Cardinality (unique combinations of metric name + tags) is the primary scaling constraint. A metric like http_requests{method, status, endpoint} explodes to millions of series with high-cardinality labels. The inverted index must efficiently map tag combinations to series IDs without consuming unbounded memory.
Requirements
Functional Requirements
| Feature | Priority | Scope |
|---|---|---|
| Metric ingestion (push model) | Core | Full |
| Range queries by time | Core | Full |
| Tag-based filtering | Core | Full |
| Aggregations (sum, avg, max, p99) | Core | Full |
| Downsampling and rollups | Core | Full |
| Retention policies | Core | Full |
| Alerting integration | High | Overview |
| Multi-tenancy | High | Overview |
| Distributed queries | High | Full |
| Cardinality management | High | Full |
| Exemplar storage (traces) | Medium | Brief |
| Anomaly detection | Low | Out of scope |
Non-Functional Requirements
| Requirement | Target | Rationale |
|---|---|---|
| Write throughput | 1M+ samples/sec per node | Modern infrastructure generates massive telemetry |
| Read latency (hot data) | p99 < 100ms | Dashboard refresh and alerting requirements |
| Read latency (cold data) | p99 < 5s | Historical analysis acceptable with higher latency |
| Storage efficiency | < 2 bytes/sample compressed | Cost-effective retention of years of data |
| Availability | 99.9% | Monitoring systems must be highly available |
| Data durability | 99.999% | Metrics are valuable for incident investigation |
| Retention | Raw: 15 days, Aggregated: 2 years | Balance granularity vs. storage cost |
Scale Estimation
Metric Sources:
- Hosts: 100K servers, containers, and VMs
- Metrics per host: 500 metrics (CPU, memory, disk, network, application)
- Collection interval: 10 seconds
Traffic:
- Samples/second: 100K hosts × 500 metrics / 10s = 5M samples/sec
- Daily samples: 5M × 86,400 = 432B samples/day
- Peak multiplier: 2x during deployments → 10M samples/sec burst
Storage (before compression):
- Sample size: 16 bytes (8-byte timestamp + 8-byte value)

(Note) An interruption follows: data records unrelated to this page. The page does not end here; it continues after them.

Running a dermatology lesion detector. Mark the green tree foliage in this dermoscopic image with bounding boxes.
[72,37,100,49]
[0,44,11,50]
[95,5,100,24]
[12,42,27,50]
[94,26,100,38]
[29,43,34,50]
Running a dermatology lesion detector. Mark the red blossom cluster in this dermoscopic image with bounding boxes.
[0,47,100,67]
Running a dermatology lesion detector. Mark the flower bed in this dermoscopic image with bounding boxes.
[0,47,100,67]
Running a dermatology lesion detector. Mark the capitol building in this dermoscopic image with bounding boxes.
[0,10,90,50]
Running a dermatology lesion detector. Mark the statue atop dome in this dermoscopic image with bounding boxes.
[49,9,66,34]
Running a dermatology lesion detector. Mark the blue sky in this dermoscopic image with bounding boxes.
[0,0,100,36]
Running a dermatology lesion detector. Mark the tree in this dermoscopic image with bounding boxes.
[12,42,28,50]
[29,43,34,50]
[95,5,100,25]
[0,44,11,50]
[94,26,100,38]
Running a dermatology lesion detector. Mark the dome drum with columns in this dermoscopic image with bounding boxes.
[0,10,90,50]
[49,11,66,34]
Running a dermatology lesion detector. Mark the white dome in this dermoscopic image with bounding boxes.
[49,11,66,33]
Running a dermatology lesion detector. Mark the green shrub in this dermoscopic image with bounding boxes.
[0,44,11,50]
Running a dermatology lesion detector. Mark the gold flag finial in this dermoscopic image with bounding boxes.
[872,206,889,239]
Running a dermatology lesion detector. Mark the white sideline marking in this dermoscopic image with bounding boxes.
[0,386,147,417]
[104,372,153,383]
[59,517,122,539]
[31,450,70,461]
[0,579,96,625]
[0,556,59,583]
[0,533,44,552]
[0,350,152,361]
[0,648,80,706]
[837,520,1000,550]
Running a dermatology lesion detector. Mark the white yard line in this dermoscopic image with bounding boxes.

- Daily raw: 432B × 16 bytes = 6.9TB/day
- With Gorilla compression (12x): 6.9TB / 12 = 575GB/day
- 15-day retention: ~8.6TB
- 2-year downsampled (1-minute aggregates): ~2TB
Cardinality:
- Unique series (metric + tags): 50M active series
- Series per host average: 500
- High-cardinality metrics (by request_id): Must be blocked or aggregated
Design Paths
Path A: In-Memory with Disk Spillover (Gorilla/Atlas)
Best when:
- Recent data is most valuable (last few hours)
- Predictable memory budget
- Sub-millisecond query latency required
Architecture:
- All active series in memory with ring buffers
- Fixed memory allocation per series
- Disk used only for overflow and persistence
Trade-offs:
- ✅ Sub-millisecond query latency for recent data
- ✅ Simple query path (no disk I/O for hot queries)
- ✅ Predictable memory usage
- ❌ Limited retention (hours to days)
- ❌ Memory cost scales linearly with cardinality
- ❌ Cold queries require separate system
Real-world example: Netflix Atlas uses in-memory storage with rolling windows for real-time operational dashboards. Facebook Gorilla keeps 26 hours in memory with ~2GB per 700K series.
Path B: LSM-Based with Tiered Storage (Prometheus/InfluxDB)
Best when:
- Long retention required (weeks to months)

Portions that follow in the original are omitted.